Despite the announcement of the criminal probe, White House aides declared anew that Obama "wants to look forward, not back" at Bush-era tactics.
'It has to be done'
White House officials said they plan to continue the controversial practice of rendition of suspects to foreign countries, though they said that in future cases there would be greater safeguards to ensure such suspects are not tortured.
Monday's five-year-old report by the CIA's inspector general, newly declassified and released under a federal court's orders, described severe tactics used by interrogators on terror suspects after the Sept. 11, 2001, attacks.

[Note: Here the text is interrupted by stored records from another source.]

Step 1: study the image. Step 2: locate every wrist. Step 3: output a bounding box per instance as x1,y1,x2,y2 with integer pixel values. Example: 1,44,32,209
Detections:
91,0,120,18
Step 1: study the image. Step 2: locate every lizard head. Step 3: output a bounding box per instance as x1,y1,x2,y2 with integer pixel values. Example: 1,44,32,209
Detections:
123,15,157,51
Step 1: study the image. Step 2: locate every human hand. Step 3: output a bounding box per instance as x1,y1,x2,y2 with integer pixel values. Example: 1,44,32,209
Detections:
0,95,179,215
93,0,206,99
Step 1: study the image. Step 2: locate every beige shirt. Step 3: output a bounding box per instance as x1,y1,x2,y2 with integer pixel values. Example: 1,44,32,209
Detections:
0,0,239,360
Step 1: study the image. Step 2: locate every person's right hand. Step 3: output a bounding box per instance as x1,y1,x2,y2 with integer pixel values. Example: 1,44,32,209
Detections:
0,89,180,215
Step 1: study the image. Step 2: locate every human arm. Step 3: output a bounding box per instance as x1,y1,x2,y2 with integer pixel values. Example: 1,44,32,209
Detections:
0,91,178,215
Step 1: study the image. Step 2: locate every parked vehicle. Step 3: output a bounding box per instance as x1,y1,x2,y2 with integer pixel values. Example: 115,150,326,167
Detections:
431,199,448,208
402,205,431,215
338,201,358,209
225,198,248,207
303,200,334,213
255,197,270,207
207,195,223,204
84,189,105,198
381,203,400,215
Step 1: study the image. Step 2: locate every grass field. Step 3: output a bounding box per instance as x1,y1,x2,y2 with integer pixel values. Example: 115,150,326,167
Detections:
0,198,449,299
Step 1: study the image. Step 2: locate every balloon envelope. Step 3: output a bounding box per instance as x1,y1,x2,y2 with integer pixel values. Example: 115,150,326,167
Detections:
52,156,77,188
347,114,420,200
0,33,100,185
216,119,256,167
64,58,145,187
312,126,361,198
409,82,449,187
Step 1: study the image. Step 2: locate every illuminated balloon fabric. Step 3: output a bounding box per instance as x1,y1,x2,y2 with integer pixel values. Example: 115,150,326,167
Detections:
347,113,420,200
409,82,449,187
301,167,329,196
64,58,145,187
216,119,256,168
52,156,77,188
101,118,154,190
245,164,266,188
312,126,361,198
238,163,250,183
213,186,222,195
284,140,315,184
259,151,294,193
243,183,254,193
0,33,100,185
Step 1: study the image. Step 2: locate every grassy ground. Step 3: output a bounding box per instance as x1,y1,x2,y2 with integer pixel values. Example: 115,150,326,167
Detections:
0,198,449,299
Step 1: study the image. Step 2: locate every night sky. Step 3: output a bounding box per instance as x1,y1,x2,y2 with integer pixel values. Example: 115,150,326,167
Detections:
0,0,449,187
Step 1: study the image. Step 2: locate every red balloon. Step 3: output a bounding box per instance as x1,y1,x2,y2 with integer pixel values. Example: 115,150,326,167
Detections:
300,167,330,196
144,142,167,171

Seeking information about possible further attacks, interrogators threatened one detainee with a gun and a power drill, choked another and tried to frighten still another with a mock execution of another prisoner.
And other once-secret documents released late Monday show that parts of the CIA's tough treatment program continued even after Bush's September 2006 transfer of agency prisoners to the U.S. military base at Guantanamo Bay, Cuba.
Former CIA Director Michael Hayden, appointed by Bush in 2006, expressed dismay at the prospect of prosecutions for CIA officers. He noted that career prosecutors already had reviewed and declined to prosecute the alleged abuses.
Obama has said interrogators would not face charges if they followed legal guidelines, but the report by the CIA's inspector general said they went too far — even beyond what was authorized under Bush era Justice Department legal memos that have since been withdrawn and discredited. The report also suggested some questioners knew they were crossing a line.
"Ten years from now we're going to be sorry we're doing this (but) it has to be done," one unidentified CIA officer was quoted as saying, predicting the questioners would someday have to appear in court to answer for such tactics.